As far as the upstream removed issue, I find source on 

ftp://sunsite.unc.edu/pub/packages/development/graphics/Dore/

So where are the ports patches, and all the work others have done, its kilobytes and working, why remove it from ports?


----------



## DutchDaemon (Feb 12, 2012)

Feel free to grab the Porter's Handbook and re-port it.

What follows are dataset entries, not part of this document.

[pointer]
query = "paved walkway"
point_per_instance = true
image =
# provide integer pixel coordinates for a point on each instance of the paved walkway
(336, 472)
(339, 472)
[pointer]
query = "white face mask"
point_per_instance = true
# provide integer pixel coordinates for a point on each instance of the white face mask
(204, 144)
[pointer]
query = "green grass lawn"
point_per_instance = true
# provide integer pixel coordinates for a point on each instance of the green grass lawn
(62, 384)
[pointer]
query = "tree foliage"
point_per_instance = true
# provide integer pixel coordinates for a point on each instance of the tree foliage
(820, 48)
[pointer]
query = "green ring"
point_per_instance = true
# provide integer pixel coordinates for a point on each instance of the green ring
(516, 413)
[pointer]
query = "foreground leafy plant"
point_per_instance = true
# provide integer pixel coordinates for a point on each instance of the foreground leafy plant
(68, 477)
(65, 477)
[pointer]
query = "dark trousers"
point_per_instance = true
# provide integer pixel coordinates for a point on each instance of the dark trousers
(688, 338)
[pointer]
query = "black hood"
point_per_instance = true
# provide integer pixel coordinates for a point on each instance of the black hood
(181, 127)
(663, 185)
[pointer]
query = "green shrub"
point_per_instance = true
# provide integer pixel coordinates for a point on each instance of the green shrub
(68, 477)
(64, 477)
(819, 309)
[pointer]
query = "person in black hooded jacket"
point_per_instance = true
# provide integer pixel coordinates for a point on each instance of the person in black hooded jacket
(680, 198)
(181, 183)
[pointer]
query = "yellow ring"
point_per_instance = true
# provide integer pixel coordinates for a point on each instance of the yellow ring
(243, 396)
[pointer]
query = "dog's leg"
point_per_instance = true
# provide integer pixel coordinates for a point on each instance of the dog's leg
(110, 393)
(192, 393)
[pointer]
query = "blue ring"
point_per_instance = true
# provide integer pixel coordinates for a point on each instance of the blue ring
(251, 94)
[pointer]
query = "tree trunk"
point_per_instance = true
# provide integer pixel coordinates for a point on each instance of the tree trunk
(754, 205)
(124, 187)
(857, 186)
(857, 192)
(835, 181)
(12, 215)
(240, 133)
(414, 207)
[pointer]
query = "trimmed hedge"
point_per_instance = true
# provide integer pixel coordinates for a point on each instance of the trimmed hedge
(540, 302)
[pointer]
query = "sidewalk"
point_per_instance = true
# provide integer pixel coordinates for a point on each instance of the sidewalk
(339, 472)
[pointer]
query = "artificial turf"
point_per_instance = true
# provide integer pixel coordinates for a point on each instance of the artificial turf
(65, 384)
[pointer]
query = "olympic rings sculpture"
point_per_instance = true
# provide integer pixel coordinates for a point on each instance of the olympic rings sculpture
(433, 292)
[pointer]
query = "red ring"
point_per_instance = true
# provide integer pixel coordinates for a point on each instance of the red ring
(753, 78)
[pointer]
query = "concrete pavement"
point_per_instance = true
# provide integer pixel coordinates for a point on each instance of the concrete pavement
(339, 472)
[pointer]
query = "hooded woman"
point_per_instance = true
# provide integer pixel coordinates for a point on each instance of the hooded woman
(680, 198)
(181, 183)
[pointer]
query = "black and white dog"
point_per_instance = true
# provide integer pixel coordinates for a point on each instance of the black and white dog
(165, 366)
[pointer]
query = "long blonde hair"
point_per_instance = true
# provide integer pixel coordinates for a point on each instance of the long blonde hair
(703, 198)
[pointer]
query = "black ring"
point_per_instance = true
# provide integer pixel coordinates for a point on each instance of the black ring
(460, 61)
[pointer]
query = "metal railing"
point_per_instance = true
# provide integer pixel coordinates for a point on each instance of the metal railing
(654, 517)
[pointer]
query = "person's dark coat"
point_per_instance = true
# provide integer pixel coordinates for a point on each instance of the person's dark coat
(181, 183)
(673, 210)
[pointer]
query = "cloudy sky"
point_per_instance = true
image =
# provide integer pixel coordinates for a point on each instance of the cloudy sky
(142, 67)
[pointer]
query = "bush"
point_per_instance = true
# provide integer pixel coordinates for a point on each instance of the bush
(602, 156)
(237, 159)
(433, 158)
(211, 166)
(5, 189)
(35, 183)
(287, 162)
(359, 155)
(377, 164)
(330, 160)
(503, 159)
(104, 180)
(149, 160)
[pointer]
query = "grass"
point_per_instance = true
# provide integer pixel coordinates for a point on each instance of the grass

When an upstream (i.e. the creator) abandons their software (and/or there's no active maintainer), it expires from the ports tree eventually.

See also: http://www.freshports.org/graphics/dore/ and http://www.freebsd.org/cgi/cvsweb.cgi/ports/graphics/dore/


----------



## wblock@ (Feb 12, 2012)

The files are still in the CVS repository, in the "Attic": http://www.freebsd.org/cgi/cvsweb.cgi/ports/graphics/dore/Attic/.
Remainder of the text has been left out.